If GE had bestowed Welch with the benefits,
the megacorp would have shelled out an estimated $2 million (Rs
9.8 crore) or more annually. If that's eye-popping, remember that
even lesser CEOs in the US often get benefits that are worth a lot
more written into their contracts. Sometimes these include downright
outlandish stuff, like a former head of the bankrupt TELCO Global
Crossing whose package is believed to have included free first class
air tickets for his mother.
But why look so far? Nine years ago when an
unseemly brawl broke out between Russi Mody and the Tata Group's
brass over his overdue retirement from Tata Steel, Mody had demanded-and
almost got-a lucrative post-retirement package of perquisites. Want
to know what Mody had asked for?
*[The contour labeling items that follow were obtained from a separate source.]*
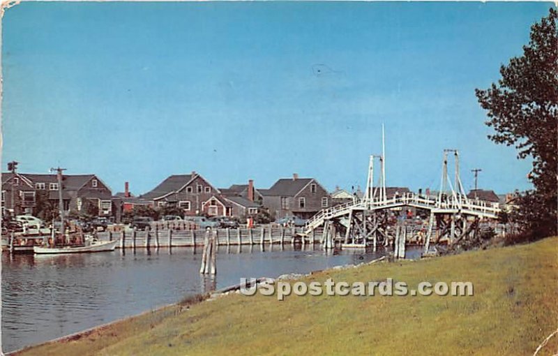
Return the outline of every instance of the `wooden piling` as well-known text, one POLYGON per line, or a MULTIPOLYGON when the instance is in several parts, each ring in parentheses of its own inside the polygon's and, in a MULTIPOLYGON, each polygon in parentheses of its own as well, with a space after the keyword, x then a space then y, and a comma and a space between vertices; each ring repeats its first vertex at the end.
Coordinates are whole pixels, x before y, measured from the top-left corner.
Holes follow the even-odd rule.
POLYGON ((405 243, 407 242, 407 226, 402 226, 403 233, 399 237, 398 258, 405 258, 405 243))
POLYGON ((395 225, 395 239, 393 240, 393 257, 397 258, 399 255, 399 225, 395 225))
POLYGON ((10 234, 10 253, 13 253, 13 239, 14 239, 14 232, 10 234))
POLYGON ((205 238, 204 239, 204 249, 202 254, 202 267, 199 268, 199 273, 204 274, 209 272, 209 266, 207 265, 208 252, 209 252, 209 230, 205 232, 205 238))
POLYGON ((217 230, 213 230, 213 237, 211 237, 211 274, 217 274, 217 246, 218 246, 218 235, 217 230))

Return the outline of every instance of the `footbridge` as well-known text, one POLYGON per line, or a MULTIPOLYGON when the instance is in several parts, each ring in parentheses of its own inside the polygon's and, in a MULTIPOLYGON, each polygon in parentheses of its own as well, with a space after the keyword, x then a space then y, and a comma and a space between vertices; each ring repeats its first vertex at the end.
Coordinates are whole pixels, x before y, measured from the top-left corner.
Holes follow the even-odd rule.
POLYGON ((387 244, 393 237, 390 234, 393 232, 391 227, 394 225, 395 212, 407 207, 416 208, 430 216, 428 228, 424 228, 425 247, 428 251, 432 238, 435 242, 444 239, 451 244, 467 237, 474 237, 478 233, 481 221, 497 218, 500 212, 497 204, 469 199, 465 194, 459 175, 458 150, 444 150, 440 189, 435 195, 406 193, 388 196, 384 161, 384 154, 370 156, 365 195, 361 199, 355 198, 352 202, 322 210, 306 223, 306 233, 323 226, 331 230, 329 243, 324 242, 326 247, 332 247, 333 241, 340 239, 345 244, 370 243, 375 249, 377 244, 387 244), (450 179, 448 175, 448 161, 451 154, 455 162, 454 179, 450 179), (375 186, 376 160, 379 161, 380 170, 378 184, 375 186))

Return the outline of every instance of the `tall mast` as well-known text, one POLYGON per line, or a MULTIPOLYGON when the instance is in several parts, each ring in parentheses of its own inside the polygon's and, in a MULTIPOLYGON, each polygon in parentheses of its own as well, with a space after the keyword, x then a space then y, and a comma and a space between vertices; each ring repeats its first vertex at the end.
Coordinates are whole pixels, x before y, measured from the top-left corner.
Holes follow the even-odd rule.
POLYGON ((382 124, 382 190, 384 200, 387 199, 386 194, 386 136, 384 131, 384 124, 382 124))

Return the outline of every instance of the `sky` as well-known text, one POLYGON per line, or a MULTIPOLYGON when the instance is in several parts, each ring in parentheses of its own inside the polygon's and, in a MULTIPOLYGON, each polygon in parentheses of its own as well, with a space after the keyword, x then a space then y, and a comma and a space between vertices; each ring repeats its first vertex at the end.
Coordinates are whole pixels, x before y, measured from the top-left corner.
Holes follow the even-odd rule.
POLYGON ((552 3, 24 2, 2 22, 2 168, 94 173, 145 193, 173 174, 269 188, 531 188, 474 95, 552 3), (453 164, 450 161, 451 164, 453 164))

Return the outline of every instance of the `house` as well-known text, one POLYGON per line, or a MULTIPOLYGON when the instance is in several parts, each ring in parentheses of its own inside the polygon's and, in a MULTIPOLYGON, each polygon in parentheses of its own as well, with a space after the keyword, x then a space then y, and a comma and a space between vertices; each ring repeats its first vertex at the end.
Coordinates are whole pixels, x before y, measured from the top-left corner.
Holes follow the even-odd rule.
POLYGON ((25 176, 17 172, 2 173, 2 215, 6 211, 15 212, 15 215, 31 214, 36 200, 33 182, 25 176))
MULTIPOLYGON (((153 190, 138 198, 153 207, 175 206, 181 208, 185 215, 199 215, 204 209, 209 210, 209 207, 213 206, 211 202, 217 204, 219 199, 210 200, 216 195, 220 195, 220 191, 193 171, 190 175, 169 176, 153 190)), ((211 210, 213 211, 214 208, 211 210)))
POLYGON ((299 178, 296 174, 259 192, 264 196, 264 207, 275 218, 289 216, 309 218, 332 205, 331 196, 316 179, 299 178))
MULTIPOLYGON (((56 175, 3 173, 2 207, 13 211, 12 196, 15 202, 16 214, 33 213, 41 199, 57 206, 60 194, 59 188, 56 175)), ((63 175, 61 188, 66 212, 80 212, 90 209, 100 216, 112 214, 110 188, 96 175, 63 175)))
POLYGON ((467 198, 492 203, 499 203, 500 201, 500 198, 498 198, 497 194, 494 193, 494 191, 485 191, 483 189, 472 189, 467 195, 467 198))
POLYGON ((248 184, 233 184, 229 188, 221 188, 219 190, 221 194, 225 197, 242 197, 260 205, 264 201, 264 195, 254 187, 254 181, 252 179, 248 180, 248 184))
POLYGON ((220 190, 232 207, 232 216, 254 216, 262 209, 264 195, 254 187, 254 181, 252 179, 248 181, 248 184, 233 184, 229 188, 220 190))

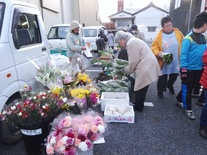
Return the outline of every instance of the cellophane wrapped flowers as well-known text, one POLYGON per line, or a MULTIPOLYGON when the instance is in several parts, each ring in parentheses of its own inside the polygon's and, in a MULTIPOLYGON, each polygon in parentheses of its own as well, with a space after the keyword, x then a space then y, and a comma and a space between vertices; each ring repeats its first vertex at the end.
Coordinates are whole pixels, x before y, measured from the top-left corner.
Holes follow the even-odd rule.
POLYGON ((106 124, 94 111, 81 115, 62 113, 54 120, 47 138, 48 155, 75 155, 78 151, 92 149, 93 142, 102 138, 106 124))
POLYGON ((5 106, 0 116, 2 120, 26 129, 50 122, 67 101, 61 88, 37 93, 31 86, 25 86, 20 92, 22 99, 5 106))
The exclusive use during his lifetime
of a flat in Kolkata or alternative accommodation worth up to Rs
2 crore in that city, a three-bedroomed holiday home in Darjeeling
(a hill station in northern Bengal), a plush flat on Delhi's Prithviraj
Road, a house in Sussex, England, the services of company-paid bearers,
cooks, drivers, etc., for life, a company car and medical benefits
in India and abroad.
There were other goodies on that list of demands
that I cannot recollect. But what I do remember was that with the
exception of the Sussex house, the Tata Steel board had initially
approved the package. Only later did they renege on it when a Tata
Sons director pointed out that the board was not empowered to give
Mody all the benefits he had wanted and that it would have to be
approved by the company's shareholders and possibly the government's
Department of Company Affairs. As it happened, Mody finally got
a truncated version of his original wishlist after the necessary
approvals.
That isn't the point. What is, is the fact
that someone in Bombay House did think of transparency and shareholder
approval unlike at GE, where details of Welch's package came to
light only during his divorce proceedings. In other words, if Welch's
affair with a journalist hadn't disrupted his marriage, his post-retirement
benefits would still have accrued to him, Manhattan flat, corporate
jet rides, cars and other expenses included. Nor would Welch have
come out with flying colours-check out the laudatory pieces in the
US business press-when he wrote the Wall Street Journal article
heroically giving up the benefits. Just think. If he were still
married, would GE shareholders, or the world, ever have known about
the deal Neutron Jack cut with his former employer?